Re: C99 clarification on pointers to aggregate object and its sub objects

On 01/10/2012 11:29 AM, Wojtek Lerch wrote:
On 10/01/2012 7:27 AM, James Kuyper wrote:
On 01/10/2012 01:59 AM, ty ty wrote:
Given that sizeof(int) == 4, and the declaration:
int a[3][4];
int *p =& a[0][0];
int (*q)[4] =&a [0];
int (*r)[3][4] =&a;
...

b) Is (char *)p:
>> i) a pointer to the first byte of the integer object a[0][0] or
>> ii) a pointer to the first byte of the 1 dimensional array a [0] or
>> iii) a pointer to the first byte of the 2 dimensional array a or
>> iv) all of the above ?
>
> iv.

Right; they're all the same byte. The tricky question is how many times
you can increment the pointer before the behaviour becomes undefined.

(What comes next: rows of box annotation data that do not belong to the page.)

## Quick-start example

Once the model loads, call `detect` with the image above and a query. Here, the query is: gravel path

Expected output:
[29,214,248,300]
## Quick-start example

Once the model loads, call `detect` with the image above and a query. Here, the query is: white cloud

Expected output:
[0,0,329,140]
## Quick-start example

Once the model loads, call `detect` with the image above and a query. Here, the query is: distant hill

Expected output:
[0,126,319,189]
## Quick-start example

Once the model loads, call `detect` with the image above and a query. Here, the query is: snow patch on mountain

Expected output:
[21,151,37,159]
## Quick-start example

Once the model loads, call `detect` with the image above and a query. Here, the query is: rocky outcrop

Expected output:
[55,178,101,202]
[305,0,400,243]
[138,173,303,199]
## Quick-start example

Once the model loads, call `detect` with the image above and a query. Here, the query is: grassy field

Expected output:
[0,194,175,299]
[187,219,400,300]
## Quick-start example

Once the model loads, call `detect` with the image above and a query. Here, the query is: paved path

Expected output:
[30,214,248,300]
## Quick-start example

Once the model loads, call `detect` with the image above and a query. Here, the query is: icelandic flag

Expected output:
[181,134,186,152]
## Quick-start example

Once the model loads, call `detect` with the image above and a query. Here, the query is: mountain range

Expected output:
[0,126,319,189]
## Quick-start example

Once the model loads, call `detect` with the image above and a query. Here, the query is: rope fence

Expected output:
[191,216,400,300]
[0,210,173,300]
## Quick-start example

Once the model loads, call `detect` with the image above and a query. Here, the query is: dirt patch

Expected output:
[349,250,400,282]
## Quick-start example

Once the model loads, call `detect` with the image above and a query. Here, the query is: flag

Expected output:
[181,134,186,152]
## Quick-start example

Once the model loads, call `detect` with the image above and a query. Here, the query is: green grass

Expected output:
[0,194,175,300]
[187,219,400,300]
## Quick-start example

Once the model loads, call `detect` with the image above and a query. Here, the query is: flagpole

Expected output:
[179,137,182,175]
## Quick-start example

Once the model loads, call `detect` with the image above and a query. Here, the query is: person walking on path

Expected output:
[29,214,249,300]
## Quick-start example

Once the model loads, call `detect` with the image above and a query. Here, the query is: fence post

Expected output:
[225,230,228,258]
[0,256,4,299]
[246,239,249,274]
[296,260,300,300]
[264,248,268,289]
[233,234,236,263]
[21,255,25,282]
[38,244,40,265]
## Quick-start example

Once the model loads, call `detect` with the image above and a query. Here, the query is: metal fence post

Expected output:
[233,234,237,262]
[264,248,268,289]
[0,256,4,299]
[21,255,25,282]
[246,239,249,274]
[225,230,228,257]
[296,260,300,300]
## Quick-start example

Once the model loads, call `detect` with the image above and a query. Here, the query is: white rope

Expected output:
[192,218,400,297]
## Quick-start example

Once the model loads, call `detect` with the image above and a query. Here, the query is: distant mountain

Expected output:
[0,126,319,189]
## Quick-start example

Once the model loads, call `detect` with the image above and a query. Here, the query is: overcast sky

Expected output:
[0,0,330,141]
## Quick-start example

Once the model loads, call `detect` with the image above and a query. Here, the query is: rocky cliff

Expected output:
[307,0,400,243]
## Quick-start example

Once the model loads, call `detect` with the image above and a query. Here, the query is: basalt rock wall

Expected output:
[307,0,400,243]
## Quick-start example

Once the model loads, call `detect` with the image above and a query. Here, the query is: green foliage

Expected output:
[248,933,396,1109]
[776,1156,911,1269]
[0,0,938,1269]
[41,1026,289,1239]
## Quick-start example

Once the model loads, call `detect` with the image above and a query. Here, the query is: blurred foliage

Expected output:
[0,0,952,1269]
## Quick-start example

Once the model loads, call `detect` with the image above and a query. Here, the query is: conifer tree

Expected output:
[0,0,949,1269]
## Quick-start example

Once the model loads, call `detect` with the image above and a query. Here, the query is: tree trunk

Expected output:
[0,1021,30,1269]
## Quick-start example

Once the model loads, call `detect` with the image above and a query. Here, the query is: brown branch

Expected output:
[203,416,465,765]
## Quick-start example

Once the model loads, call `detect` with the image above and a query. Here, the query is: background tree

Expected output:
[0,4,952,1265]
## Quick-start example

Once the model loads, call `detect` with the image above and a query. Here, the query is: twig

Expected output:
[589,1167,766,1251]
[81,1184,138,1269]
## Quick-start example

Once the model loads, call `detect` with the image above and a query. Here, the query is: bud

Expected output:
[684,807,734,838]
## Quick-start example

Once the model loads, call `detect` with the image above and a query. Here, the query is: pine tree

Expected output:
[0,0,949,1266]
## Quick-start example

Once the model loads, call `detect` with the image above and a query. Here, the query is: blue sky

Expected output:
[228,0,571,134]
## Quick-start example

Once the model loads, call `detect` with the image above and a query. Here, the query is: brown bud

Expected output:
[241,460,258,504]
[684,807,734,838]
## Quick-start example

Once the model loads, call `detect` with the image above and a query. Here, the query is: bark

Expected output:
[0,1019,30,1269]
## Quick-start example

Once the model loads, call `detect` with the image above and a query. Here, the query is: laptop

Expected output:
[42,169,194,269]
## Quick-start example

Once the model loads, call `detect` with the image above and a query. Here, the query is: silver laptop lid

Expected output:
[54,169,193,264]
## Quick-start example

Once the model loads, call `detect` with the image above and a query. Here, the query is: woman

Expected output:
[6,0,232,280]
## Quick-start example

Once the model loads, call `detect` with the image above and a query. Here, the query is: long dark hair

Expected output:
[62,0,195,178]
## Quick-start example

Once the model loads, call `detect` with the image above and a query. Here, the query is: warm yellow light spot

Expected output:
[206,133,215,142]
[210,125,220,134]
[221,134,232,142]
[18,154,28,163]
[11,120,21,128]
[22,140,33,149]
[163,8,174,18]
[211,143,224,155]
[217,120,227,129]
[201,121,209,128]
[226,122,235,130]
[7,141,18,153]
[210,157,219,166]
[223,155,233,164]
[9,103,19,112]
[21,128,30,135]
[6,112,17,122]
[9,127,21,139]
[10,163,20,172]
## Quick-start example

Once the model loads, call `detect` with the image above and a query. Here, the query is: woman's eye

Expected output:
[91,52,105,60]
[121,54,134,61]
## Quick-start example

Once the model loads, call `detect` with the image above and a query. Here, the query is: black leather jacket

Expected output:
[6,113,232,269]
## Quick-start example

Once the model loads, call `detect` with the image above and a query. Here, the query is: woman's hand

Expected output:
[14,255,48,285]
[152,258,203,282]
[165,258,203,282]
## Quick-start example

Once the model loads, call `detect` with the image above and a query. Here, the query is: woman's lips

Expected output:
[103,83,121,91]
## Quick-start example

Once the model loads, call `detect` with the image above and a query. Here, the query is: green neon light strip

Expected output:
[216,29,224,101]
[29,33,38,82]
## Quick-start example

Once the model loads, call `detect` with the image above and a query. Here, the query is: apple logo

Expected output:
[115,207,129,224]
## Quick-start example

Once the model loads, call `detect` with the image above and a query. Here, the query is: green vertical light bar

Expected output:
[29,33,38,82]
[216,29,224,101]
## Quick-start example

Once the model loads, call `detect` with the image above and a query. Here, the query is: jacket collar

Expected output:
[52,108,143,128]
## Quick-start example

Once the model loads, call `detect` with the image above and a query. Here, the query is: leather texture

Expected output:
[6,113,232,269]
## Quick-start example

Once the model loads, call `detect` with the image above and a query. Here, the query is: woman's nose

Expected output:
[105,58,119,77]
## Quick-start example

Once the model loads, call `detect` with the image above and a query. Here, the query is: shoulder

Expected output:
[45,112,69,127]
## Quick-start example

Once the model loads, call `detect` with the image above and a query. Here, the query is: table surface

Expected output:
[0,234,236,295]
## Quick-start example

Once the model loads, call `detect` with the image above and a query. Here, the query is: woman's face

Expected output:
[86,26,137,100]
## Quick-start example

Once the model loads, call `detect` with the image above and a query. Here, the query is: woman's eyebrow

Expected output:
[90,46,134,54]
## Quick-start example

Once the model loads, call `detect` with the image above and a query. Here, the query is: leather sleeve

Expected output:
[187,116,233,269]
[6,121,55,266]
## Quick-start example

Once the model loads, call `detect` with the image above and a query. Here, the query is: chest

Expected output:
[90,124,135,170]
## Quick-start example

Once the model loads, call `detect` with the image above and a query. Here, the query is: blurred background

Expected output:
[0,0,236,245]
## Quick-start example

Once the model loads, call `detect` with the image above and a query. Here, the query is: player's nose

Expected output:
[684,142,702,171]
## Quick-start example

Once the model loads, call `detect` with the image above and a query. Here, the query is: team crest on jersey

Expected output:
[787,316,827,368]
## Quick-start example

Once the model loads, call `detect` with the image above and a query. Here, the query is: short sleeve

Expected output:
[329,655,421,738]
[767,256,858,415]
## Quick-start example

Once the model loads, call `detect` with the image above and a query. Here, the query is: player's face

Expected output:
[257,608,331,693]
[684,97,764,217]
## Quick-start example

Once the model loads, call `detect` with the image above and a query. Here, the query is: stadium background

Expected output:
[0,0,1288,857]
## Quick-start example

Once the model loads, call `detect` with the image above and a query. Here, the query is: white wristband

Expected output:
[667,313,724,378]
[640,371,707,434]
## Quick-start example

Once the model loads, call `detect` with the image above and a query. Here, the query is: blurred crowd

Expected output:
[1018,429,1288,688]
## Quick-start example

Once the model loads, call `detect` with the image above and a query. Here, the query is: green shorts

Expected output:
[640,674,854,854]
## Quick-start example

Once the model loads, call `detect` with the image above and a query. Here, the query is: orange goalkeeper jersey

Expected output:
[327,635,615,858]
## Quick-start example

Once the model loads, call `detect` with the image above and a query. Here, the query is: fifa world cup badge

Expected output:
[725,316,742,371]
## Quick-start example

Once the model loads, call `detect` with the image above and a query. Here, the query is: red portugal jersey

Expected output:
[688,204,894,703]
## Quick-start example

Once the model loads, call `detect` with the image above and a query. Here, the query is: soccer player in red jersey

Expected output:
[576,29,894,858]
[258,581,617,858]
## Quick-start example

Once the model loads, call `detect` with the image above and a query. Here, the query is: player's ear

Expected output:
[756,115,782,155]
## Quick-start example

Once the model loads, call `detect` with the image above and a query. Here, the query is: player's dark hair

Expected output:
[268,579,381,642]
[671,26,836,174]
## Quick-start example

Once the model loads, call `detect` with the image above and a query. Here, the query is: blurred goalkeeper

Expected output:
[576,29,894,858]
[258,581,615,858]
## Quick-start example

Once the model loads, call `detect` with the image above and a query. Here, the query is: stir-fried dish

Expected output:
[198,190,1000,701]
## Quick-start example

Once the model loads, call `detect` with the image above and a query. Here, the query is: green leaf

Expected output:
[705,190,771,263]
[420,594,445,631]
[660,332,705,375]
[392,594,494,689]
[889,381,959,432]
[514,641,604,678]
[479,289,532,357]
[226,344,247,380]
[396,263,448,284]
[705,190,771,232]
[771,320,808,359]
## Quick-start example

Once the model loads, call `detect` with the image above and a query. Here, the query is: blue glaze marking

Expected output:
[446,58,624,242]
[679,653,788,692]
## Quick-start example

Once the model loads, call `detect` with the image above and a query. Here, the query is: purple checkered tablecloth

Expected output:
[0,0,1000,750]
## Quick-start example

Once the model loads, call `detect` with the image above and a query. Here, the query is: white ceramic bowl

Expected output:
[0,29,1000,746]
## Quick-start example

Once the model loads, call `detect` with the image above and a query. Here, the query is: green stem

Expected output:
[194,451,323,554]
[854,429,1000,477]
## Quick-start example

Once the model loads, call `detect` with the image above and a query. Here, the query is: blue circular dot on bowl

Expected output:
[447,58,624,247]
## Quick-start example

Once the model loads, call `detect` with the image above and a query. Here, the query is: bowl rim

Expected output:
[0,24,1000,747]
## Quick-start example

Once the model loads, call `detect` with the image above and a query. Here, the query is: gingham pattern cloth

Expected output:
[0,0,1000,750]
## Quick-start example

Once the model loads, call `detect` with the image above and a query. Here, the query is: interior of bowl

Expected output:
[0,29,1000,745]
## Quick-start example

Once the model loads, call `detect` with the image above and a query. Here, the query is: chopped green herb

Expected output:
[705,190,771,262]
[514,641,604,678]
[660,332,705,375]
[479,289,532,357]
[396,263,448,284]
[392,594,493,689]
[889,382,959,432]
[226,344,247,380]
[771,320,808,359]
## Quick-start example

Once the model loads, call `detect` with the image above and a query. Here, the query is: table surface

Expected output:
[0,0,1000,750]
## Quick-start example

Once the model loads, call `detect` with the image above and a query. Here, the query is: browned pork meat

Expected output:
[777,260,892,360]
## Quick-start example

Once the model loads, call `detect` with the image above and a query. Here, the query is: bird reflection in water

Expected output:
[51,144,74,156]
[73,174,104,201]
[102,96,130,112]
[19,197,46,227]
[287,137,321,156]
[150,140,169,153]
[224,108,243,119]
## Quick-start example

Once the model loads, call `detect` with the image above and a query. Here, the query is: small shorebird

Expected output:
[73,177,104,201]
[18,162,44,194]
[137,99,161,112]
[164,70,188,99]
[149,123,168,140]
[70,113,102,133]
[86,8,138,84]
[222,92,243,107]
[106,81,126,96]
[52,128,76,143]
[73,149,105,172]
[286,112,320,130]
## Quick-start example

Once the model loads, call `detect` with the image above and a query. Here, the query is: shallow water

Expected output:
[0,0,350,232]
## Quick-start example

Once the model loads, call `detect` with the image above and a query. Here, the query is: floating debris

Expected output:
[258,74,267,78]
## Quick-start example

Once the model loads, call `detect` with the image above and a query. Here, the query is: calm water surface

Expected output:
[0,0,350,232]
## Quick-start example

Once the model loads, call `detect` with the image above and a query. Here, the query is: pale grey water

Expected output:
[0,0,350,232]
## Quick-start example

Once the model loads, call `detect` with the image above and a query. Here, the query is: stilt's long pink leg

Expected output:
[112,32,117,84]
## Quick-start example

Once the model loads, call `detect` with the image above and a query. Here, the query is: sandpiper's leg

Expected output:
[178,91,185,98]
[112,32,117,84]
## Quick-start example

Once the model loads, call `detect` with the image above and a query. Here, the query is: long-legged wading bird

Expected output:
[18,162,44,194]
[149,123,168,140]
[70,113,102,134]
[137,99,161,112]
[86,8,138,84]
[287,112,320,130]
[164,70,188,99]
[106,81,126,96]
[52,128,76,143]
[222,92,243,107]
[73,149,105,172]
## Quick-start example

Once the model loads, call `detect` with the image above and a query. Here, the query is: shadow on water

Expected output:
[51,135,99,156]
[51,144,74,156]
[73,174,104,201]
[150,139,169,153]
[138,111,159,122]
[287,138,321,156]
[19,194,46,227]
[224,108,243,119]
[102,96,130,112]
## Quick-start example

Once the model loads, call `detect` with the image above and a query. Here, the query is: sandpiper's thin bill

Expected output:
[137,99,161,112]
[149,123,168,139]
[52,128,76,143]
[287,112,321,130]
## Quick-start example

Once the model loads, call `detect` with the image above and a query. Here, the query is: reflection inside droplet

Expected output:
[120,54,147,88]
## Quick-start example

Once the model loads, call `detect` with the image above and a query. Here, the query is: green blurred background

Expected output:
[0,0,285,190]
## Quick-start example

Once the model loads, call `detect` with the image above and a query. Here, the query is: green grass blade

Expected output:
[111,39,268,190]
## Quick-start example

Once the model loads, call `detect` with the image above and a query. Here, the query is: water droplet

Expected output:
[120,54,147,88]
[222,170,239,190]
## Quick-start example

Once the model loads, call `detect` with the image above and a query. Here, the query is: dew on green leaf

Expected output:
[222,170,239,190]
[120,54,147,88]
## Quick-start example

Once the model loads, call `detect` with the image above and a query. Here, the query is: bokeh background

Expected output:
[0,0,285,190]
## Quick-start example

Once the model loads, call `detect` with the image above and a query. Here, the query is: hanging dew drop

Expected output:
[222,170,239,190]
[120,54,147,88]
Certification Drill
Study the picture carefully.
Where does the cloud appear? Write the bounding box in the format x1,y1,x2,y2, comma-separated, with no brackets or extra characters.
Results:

If you take the standard's words literally, p points to an object of
type int. The size of that object is four. Therefore adding five to
(char*)p is undefined behaviour.

More accurately, that object has the size sizeof(int), which could be
any positive integer, though 4 is one of most popular options nowadays.

Pointers to character type have a special exemption from those rules,
though it's tricky to prove that.. p points at a, a[0], and a[0][0]. All
of those are objects, and according to 6.2.6.1p4, any of those objects
can be copied into an array of unsigned char with a length equal to the
size of the object (for example, by using memcpy()). The resulting set
of bytes constitutes the object representation of that value. 6.5p7 says
that an object with a given type and value can be copied, either using
memcpy or as an array of character type, into memory with no declared
type, and as a result produce an object whose effective type and value
are the same as the source object.

The fact that, in both clauses, the standard gives memcpy() as an
example of how this can be done, rather than specifying that memcpy() is
the only way to do it, implies that this is not a magic feature of
memcpy(). A user-defined function with the same interface as memcpy(),
which implements the same behavior defined for memcpy(), but which has a
different name, could be used as well. That, in turn, implies that
entirety of any object's representation may be accessed by using through
a pointer to a character type

That's a very round-about way of reaching such a conclusion; I'd prefer
it if the standard said these things more directly. I consider such an
argument acceptable only because it confirms what we all "know" to be
true, despite the fact that the standard fails to say it more clearly.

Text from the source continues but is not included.